The good news, of course, is that the decision is far more disciplined and narrow, as were the Campbell-Ewald and Tyson cases from this term.  The only reference to class actions is in footnote 6 in which the majority in turn quotes a footnote from the 1976 decision in Simon v. Eastern Kentucky Welfare Rights Organization, 426 U.S. 26 (1976), to the effect that bringing the case as a class action does not relieve the named plaintiff from demonstrating his or her Article III standing.  The nasty rhetoric about class actions, which has been commonplace in recent SCOTUS decisions is, of course, also absent.  We can live with that.   

What did the Court actually decide?  To demonstrate Article III injury in fact, the plaintiff must show that his or her injury was “concrete and particularized.”  Mr.
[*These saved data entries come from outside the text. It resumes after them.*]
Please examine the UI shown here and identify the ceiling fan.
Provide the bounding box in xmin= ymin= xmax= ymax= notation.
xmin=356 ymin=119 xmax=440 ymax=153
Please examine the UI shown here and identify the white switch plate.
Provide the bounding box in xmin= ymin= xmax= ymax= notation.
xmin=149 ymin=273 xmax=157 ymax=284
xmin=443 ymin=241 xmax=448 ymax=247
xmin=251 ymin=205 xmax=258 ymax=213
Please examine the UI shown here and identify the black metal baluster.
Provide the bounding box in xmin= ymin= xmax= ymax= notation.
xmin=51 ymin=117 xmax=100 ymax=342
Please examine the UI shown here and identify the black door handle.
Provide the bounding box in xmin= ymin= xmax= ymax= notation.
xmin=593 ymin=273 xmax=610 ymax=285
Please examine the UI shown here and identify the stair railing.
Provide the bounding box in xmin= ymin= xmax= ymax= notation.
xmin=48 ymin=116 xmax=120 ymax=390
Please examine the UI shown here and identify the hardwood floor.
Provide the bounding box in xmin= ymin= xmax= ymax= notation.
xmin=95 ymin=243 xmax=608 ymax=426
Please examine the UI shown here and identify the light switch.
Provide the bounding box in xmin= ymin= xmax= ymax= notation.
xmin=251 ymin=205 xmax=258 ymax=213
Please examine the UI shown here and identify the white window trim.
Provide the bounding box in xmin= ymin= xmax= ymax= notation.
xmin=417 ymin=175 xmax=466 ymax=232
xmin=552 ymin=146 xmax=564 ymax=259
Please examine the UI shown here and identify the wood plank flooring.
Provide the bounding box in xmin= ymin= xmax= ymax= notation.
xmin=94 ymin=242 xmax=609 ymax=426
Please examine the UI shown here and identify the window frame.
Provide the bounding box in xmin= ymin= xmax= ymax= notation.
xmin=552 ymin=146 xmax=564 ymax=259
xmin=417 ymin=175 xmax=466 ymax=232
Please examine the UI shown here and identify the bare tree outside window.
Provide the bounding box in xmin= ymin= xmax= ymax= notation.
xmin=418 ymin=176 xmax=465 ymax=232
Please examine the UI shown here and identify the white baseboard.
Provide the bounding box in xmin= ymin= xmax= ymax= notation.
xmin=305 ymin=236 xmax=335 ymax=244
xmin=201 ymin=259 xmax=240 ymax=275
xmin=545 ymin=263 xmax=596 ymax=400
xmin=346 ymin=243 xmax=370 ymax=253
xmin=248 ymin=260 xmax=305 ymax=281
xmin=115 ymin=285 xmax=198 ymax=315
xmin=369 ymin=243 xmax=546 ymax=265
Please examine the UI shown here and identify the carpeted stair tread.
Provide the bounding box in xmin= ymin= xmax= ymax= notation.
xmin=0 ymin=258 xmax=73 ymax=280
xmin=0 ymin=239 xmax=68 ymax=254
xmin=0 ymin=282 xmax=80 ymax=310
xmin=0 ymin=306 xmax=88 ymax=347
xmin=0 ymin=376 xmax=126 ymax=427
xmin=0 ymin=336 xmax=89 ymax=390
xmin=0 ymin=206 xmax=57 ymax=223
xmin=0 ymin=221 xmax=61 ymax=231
Robins and the Ninth Circuit got the ‘particularized’ piece right – he asserted that Spokeo, the consumer reporting agency, had disseminated false information specifically about him.  But they missed the “concrete” part.  What exactly is a “concrete” injury?  Relax, we’re not talking about the complimentary footwear Tony Soprano provides before tossing a wise guy into the East River. 

The Court says that a “concrete” injury is “real” and not “abstract.”  It may however be “intangible.”   When is an intangible harm concrete?  (No wonder people hate lawyers.) If you are Justice Thomas, it is only those private rights traditionally recognized at common law.  He would leave the vindication of “public rights,” like “free navigation of water ways,” to government enforcement.  Presumably, that would rule out pesky cases like Brown v. Board of Education as well.   
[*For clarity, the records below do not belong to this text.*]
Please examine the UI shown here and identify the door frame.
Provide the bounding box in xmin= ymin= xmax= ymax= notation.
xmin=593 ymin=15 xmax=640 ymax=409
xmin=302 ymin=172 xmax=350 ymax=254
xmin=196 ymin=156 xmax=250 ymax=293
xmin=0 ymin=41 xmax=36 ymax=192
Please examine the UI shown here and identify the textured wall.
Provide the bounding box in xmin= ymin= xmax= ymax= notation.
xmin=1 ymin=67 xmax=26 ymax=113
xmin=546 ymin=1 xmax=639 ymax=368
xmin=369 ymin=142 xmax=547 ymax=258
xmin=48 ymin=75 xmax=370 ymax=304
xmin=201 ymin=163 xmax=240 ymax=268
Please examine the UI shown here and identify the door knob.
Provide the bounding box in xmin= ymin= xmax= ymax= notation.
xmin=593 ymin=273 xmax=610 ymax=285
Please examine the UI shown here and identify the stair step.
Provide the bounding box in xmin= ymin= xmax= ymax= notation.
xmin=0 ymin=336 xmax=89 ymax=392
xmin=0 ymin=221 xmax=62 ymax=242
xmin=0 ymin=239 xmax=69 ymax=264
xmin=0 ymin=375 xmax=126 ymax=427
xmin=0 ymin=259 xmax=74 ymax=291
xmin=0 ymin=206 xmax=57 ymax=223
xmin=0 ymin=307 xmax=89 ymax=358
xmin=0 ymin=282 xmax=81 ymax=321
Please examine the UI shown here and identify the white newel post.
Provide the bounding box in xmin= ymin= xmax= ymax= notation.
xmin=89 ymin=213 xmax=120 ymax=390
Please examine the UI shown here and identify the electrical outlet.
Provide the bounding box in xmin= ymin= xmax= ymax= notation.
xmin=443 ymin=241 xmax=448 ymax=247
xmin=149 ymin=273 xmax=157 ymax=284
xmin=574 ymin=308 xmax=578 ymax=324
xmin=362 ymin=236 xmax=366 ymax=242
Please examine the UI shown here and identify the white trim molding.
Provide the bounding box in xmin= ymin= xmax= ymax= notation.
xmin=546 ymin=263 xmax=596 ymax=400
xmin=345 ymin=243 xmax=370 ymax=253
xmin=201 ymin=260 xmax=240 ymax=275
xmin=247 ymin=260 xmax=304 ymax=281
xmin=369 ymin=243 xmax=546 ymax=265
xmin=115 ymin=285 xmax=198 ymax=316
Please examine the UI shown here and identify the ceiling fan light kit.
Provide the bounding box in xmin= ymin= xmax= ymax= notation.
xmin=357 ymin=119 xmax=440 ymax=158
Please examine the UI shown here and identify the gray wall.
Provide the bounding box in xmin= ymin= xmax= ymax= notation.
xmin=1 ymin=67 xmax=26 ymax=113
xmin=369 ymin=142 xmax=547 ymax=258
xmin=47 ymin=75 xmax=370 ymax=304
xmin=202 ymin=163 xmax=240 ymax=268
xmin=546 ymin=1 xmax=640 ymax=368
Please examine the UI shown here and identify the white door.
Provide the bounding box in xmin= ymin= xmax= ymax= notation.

Others take a much broader view of concrete, intangible harm.  The Court recognized that Congress may identify and elevate intangible harms that will satisfy the concreteness prong that were not recognized at common law.  This may even include conduct that creates “the risk of real harm.”  Notably, the Court went beyond the specific statutory language of FCRA (the Fair Credit Reporting Act) to observe: “Congress plainly sought to curb the dissemination of false information by adopting procedures designed to decrease that risk.”  Sounds like legislative intent.  

However, just because Congress authorizes an individual to sue for a statutory violation does not necessarily mean that the claim automatically satisfies Article III.   No bare procedural violations -- like an inaccurate zip code -- will do.  The decision remanded the case for evaluation of the “concreteness” prong of Mr. Robins’s claim.   

Justice Ginsberg, dissenting and joined by Justice Sotomayor, disagreed with the decision to remand the case for the lower court to determine whether Mr. Robins’s “particularized injury was ‘concrete.’”  She found ample evidence in the record that the alleged misrepresentations about Mr. Robins’s education, family, and economic status would cause “actual harm” to his employment prospects.   

Standing arguments will continue to be part of the defense playbook but, after Spokeo, the most radical of those positions will no longer get traction.